This week we bring you an interview with Signature Bank’s Charles Newcomb. Charles is a Managing Director in the Fund Banking Division at Signature Bank. He is responsible for the origination and structuring of debt products for private equity-style funds across all asset sectors. These include subscription, hybrid, NAV and management company credit facilities. He has held various origination roles in the fund finance industry for 13 years. Prior to joining Signature Bank, he was a Managing Director at Comerica Bank in the Equity Fund Services Group in New York as well as a Vice President in the Subscription Finance Group at Wells Fargo Securities.


FFF:
 Charlie, tell us a bit about how you ended up in fund finance.

Oh, there’s a humdinger of a story: In 2006, I met a woman by the name of Dee Dee Sklar on a beach in the West End of Anguilla in the British West Indies. At the time, I had graduated from Colgate University and was working at a law firm in New York (Skadden, Arps), figuring out what to do with the rest of my life. 

A few months after that fateful meeting on Shoal Bay, Dee Dee hired me as an Analyst at WestLB in the Financial Institutions Group. When FIG was purchased in 2012, I moved with Dee Dee (and Michele Simons) to Wells Fargo’s Subscription Finance Group, and the rest is history.

FFF: It’s been exciting to watch the Signature platform continue to grow in 2019 on the fund finance side, but also in cash and treasury management and in expanding the West Coast presence. What matters most to funds when choosing a lender?

I think the most fundamental and important piece to think about is: can my banker and the institution execute for me when I most need them to; and, do I have faith in that execution?

It’s very easy to preach transparency, flexibility and ease during the origination phase – but what about when there is material upsize that needs to be approved and drawn on in 24 hours for an acquisition? Can you count on your lender to get that done? If your back is against the wall and you need your lender’s help, you want to be confident that they will go to the mat to get it done.

Here at Signature we have had $400mm facilities approved by our Board of Directors in a matter of hours and have closed materially sized permanent increases in less than 24 hours.
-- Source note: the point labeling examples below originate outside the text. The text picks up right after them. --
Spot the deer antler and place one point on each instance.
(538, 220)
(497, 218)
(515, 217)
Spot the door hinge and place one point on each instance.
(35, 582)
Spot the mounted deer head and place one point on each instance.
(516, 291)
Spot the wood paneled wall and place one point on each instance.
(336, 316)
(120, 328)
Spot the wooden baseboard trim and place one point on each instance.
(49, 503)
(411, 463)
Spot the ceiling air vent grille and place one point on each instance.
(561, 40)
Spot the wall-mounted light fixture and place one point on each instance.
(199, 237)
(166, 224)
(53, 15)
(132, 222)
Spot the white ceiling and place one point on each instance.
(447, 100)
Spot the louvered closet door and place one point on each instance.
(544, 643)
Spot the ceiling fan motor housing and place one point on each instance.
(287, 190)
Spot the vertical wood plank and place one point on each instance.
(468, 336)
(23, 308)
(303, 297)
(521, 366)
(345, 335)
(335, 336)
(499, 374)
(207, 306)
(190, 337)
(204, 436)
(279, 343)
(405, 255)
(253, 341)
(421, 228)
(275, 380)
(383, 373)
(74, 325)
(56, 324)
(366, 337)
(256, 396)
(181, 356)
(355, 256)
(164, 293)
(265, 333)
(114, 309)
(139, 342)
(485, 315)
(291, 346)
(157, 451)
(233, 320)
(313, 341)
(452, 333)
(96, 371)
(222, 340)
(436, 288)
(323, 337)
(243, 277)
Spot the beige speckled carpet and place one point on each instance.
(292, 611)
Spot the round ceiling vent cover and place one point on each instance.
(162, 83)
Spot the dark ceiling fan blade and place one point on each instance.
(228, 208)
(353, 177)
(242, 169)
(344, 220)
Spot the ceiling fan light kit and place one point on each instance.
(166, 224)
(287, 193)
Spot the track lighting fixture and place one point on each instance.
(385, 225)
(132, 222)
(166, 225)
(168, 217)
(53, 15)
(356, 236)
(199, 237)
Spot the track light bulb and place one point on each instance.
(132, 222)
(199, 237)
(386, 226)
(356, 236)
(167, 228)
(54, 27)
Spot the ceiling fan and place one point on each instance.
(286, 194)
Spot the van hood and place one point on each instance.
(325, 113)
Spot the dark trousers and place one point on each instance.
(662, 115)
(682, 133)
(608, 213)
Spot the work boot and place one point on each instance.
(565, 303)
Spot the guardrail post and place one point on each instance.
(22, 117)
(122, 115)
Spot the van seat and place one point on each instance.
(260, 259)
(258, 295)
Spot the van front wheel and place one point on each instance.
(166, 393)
Because we have a flat organizational structure, we are able to be nimble without sacrificing our combined expertise. 

FFF: By our count the number of active fund finance lenders in 2019 (leads and participants) stands just shy of 60. How important is it for a lender to carve out a clearly defined target market or a niche, if you will?

Extremely important – especially if you’re a new entrant with a strategic mandate to originate bilateral facilities. If you don’t differentiate yourself from other players in the space, or add value in ways that they can’t – either structurally or economically – it becomes challenging to compete very quickly.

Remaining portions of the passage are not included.